6.11.3. Projections Onto a Hyperplane

We can extend projections to \mathbb{R}^3 and still visualize the projection as projecting a vector onto a plane. Here, the column space of matrix \bf{A} is two 3-dimension vectors, \bm{a}_1 and \bm{a}_2.

\mathbf{A} = \mat{{\vertbar} {\vertbar}; \bm{a}_1  \bm{a}_2;
                       {\vertbar} {\vertbar}}

The span of two vectors in \mathbb{R}^3 forms a plane. As before, we have an approximation solution to \mathbf{A}\,\bm{x} = \bm{b}, which can be written as \mathbf{A}\,\bm{\hat{x}} = \bm{p}. The error is \bm{e} = \bm{b} - \bm{p} = \bm{b} - \mathbf{A}\,\bm{\hat{x}}. We want to find \bm{\hat{x}} such that \bm{b} - \mathbf{A}\,\bm{\hat{x}} is orthogonal to the plane, so again we set the dot products equal to zero.

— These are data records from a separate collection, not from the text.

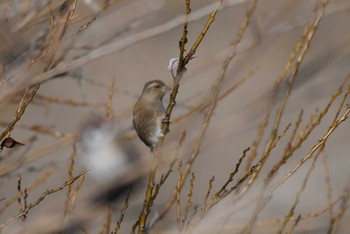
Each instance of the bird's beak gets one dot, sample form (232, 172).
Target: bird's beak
(166, 88)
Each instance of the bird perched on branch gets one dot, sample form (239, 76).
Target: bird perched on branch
(149, 112)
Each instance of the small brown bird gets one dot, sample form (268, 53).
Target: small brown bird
(149, 112)
(9, 142)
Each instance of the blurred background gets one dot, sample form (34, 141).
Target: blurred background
(93, 59)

\bm{a}_1^{T}(\bm{b} - \mathbf{A}\,\bm{\hat{x}}) = 0

\bm{a}_2^{T}(\bm{b} - \mathbf{A}\,\bm{\hat{x}}) = 0

\left[ \begin{array}{lll}
    \horzbar  & \bm{a}_1^{T} & \horzbar \\ {} \\
    \horzbar  & \bm{a}_2^{T} & \horzbar
  \end{array} \right]
  \left [ \begin{array}{c} \vertbar \\
        \bm{b} - \mathbf{A}\,\bm{\hat{x}} \\ \vertbar
          \end{array} \right]  =
\left[ \begin{array}{c} 0 \\ {} \\ 0 \end{array} \right]

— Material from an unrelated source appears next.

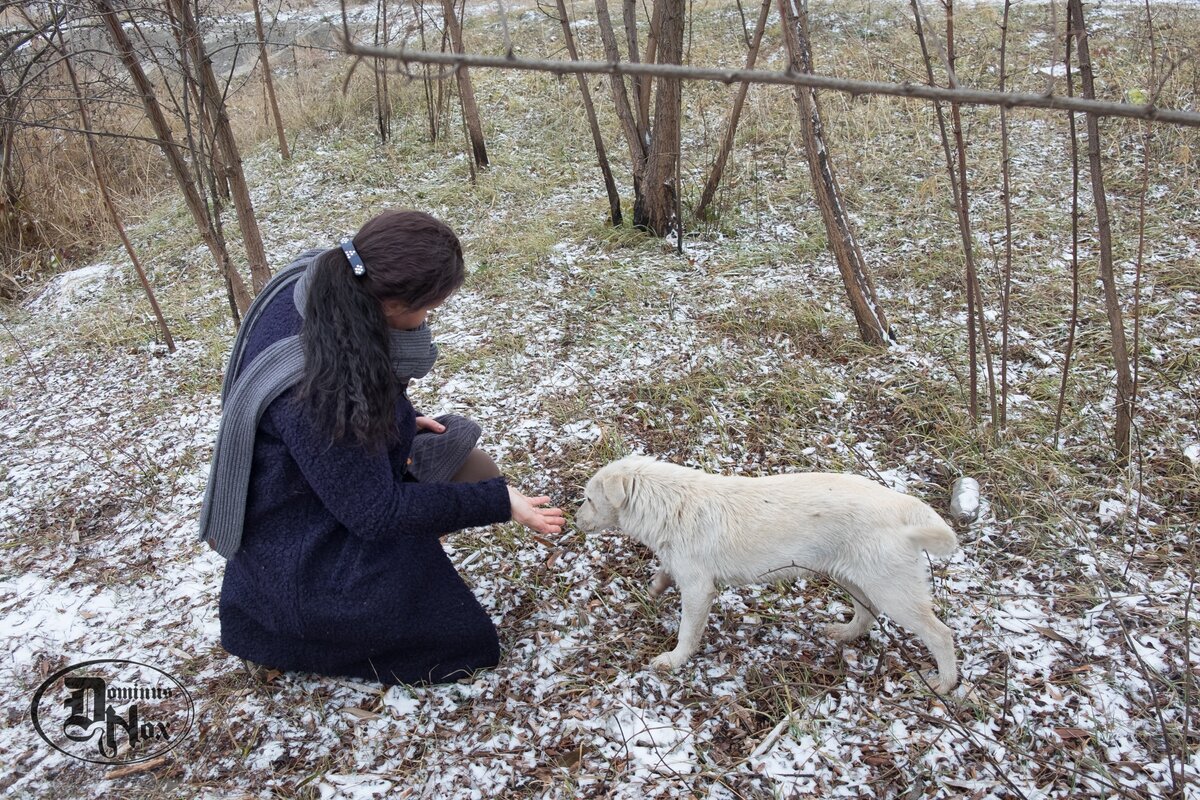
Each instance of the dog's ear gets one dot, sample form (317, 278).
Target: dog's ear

The left matrix is just \mathbf{A}^T, which is size 2{\times}3. The size of \bm{\hat{x}} is 2{\times}1, so the size of \mathbf{A}\,\bm{\hat{x}}, like \bm{b}, is 3{\times}1.

\begin{aligned}
        &\mathbf{A}^T(\bm{b} - \mathbf{A}\,\bm{\hat{x}}) = 0 \\
        &\mathbf{A}^{T}\mathbf{A}\,\hat{\bm{x}} = \mathbf{A}^{T}\bm{b} \\
        &\boxed{\hat{\bm{x}} =
{\left(\mathbf{A}^{T}\mathbf{A}\right)}^{-1}\mathbf{A}^{T}\bm{b}}
    \end{aligned}

The orthogonal solution makes use of QR decomposition. Because \bf{A} is over-determined, the last m - n rows of \bf{R} will be all zeros, so we can reduce the size of \bf{Q} and \bf{R} with the economy QR option where The first n columns of \bf{Q} are returned (Q is now m {\times} n, and \bf{R} is returned as a n {\times} n square matrix. After finding \bf{Q} and \bf{R}, computing the solution only requires one n {\times} m multiplication with a n {\times} 1 vector and then a n {\times} n back-substitution of an upper triangular matrix.

\begin{aligned}
        &\mathbf{A} = \mathbf{Q\,R} \\
        &\mathbf{A}\,\hat{\bm{x}} = \mathbf{Q\,R}\,\hat{\bm{x}} = \bm{b} \\
        &\hat{\bm{x}} = \mathbf{R}^{-1}\mathbf{Q}^T\bm{b}
    \end{aligned}

In MATLAB, we can find \hat{\bm{x}} as:

x_hat = (A'*A) \ (A'*b);

% or

[Q, R] = qr(A, 0); % Economy QR
x_hat = R \ (Q'*b);

Note

(A \ b) finds the same answer. The left-divide operator handles under-determined and over-determined systems as well as square matrix systems (Left-Divide Operator).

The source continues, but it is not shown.